Amortisationsprognose
Der Arbeitgeber kann mit einer Prognoserechnung prüfen, ob die Fahrkarte bereits bei der Beschaffung insgesamt steuerfrei belassen werden kann (siehe nachfolgend 1. bis 3.).
1. Prognostizierte Vollamortisation durch Fahrten nach § 3 Nr. 13 oder 16 EStG
Die Prognose zum Zeitpunkt der Hingabe der Fahrkarte (z. B. Bahncard 100) kann ergeben, dass
- die Summe aus den ersparten Kosten für Einzelfahrscheine, die ohne Nutzung der Fahrkarte während deren Gültigkeitsdauer für die Fahrten im Rahmen einer Dienstreise (Auswärtstätigkeit) oder wöchentliche Familienheimfahrten bei doppelter Haushaltsführung anfallen würden,
- die Kosten der Fahrkarte erreichen oder übersteigen (prognostizierte Vollamortisation ohne § 3 Nr. 15 EStG). Dann ist die Überlassung der Fahrkarte in voller Höhe als Reisekosten bzw. Kosten für doppelte Haushaltsführung steuerfrei. Die Nutzungsmöglichkeiten darüber hinaus sind unbeachtlich.
Tritt die prognostizierte Vollamortisierung aus unvorhersehbaren Gründen (z. B. Krankheit oder Verschiebung von Dienstreisen) nicht ein, muss nicht nachversteuert werden.
Ändern sich aber die der Prognose zugrunde liegenden Annahmen grundlegend (z. B. Wechsel vom Außendienst in den Innendienst), muss eine Korrektur und ggf. Nachversteuerung für den noch nicht abgelaufenen Gültigkeitszeitraum erfolgen (BMF, Schreiben vom 15.08.2019, Rz. 15).

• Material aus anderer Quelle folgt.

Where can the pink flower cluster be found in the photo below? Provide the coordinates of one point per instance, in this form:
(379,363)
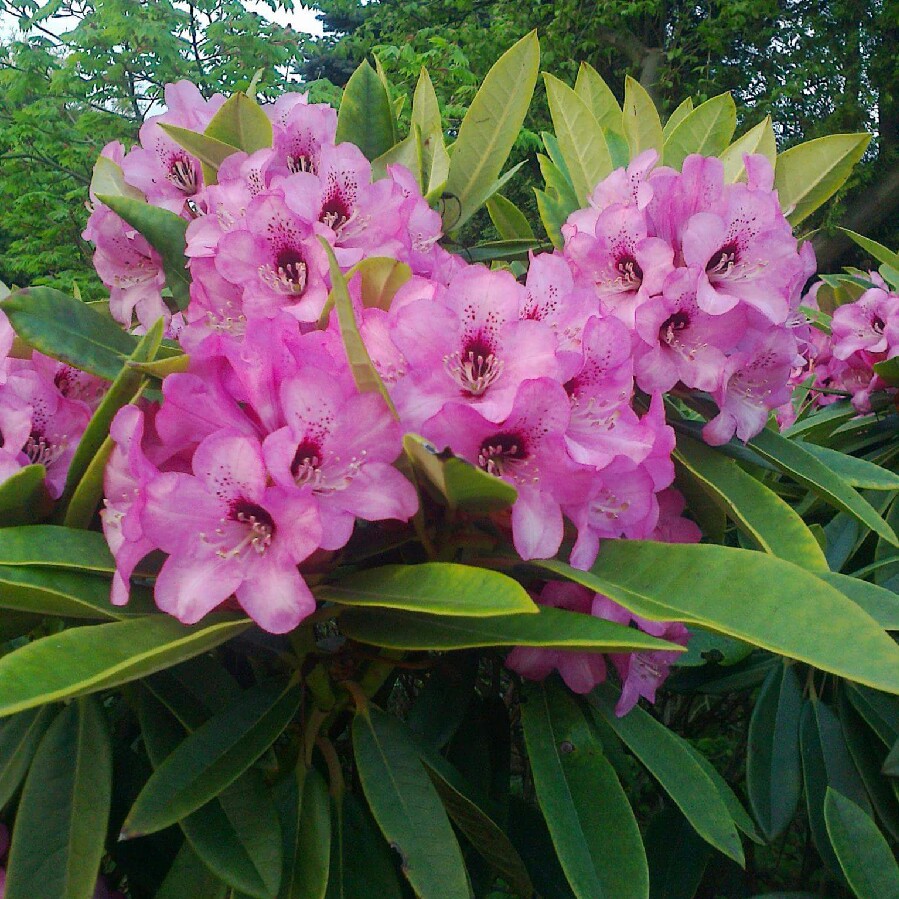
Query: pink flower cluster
(44,408)
(863,333)
(706,276)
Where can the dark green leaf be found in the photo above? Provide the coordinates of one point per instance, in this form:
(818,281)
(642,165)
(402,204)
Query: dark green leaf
(57,842)
(587,812)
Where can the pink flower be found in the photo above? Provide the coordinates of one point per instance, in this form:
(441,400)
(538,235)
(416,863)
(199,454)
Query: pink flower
(226,533)
(339,444)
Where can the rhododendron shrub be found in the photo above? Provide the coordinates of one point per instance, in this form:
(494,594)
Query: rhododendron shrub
(326,508)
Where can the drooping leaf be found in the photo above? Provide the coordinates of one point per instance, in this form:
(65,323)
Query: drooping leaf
(86,659)
(580,138)
(589,817)
(57,843)
(68,330)
(407,807)
(811,472)
(707,130)
(809,174)
(864,855)
(212,758)
(760,513)
(666,757)
(165,232)
(752,596)
(490,127)
(553,628)
(366,117)
(642,126)
(773,767)
(438,588)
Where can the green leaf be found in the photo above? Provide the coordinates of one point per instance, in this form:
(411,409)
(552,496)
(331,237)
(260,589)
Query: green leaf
(666,756)
(642,126)
(19,739)
(210,151)
(707,130)
(864,855)
(589,817)
(68,330)
(24,497)
(760,513)
(458,482)
(598,96)
(752,596)
(580,138)
(126,388)
(306,826)
(759,139)
(165,232)
(491,125)
(236,835)
(57,843)
(188,876)
(212,758)
(684,108)
(809,174)
(407,807)
(241,123)
(364,373)
(877,250)
(508,219)
(86,659)
(437,588)
(773,768)
(487,837)
(553,628)
(366,117)
(854,471)
(811,472)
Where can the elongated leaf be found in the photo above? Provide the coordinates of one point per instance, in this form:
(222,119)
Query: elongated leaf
(165,232)
(439,588)
(684,108)
(864,855)
(67,329)
(707,130)
(810,471)
(57,843)
(366,116)
(407,807)
(461,484)
(212,758)
(509,220)
(241,122)
(642,126)
(752,596)
(24,497)
(126,388)
(667,758)
(773,767)
(811,173)
(19,739)
(591,822)
(551,627)
(483,833)
(188,876)
(759,139)
(86,659)
(236,835)
(491,125)
(306,826)
(580,138)
(759,512)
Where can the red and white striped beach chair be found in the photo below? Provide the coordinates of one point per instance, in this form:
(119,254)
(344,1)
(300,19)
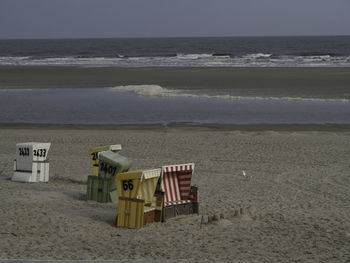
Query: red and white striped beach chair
(180,198)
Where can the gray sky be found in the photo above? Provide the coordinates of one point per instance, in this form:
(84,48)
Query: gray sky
(172,18)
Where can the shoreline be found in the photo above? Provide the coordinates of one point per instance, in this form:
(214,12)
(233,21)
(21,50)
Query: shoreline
(248,81)
(299,188)
(183,126)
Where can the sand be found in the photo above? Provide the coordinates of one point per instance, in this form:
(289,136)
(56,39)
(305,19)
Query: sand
(295,206)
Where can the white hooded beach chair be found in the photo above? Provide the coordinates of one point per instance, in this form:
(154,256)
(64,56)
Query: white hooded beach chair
(31,163)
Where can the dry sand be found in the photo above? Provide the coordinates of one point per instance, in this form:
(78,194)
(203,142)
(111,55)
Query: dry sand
(295,208)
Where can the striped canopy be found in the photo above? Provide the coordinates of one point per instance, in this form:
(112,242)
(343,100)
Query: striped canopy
(176,183)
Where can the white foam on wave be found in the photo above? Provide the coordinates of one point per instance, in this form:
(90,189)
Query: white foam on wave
(158,91)
(193,56)
(257,56)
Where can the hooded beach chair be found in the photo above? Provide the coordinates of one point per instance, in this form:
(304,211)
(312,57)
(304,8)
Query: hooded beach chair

Eine solche Prognose hat die Finanzverwaltung bereits in der Vergangenheit bei der Frage zugelassen, ob eine Bahncard (25/50/100) als Reisekosten steuerfrei vom Arbeitgeber erstattet oder zur Verfügung gestellt werden kann (z. B. OFD Frankfurt a. M., Verfügung vom 31.07.2017, Az. S 2334 A ‒ 80 ‒ St 222, Abruf-Nr. 196491, LGP 5/2018, Seite 75, Abruf-Nr. 45140566). Neu ist die Regelung, dass eine neue Prognose für den Rest der Gültigkeitsdauer erforderlich ist, wenn sich die zugrunde liegenden Annahmen grundlegend ändern.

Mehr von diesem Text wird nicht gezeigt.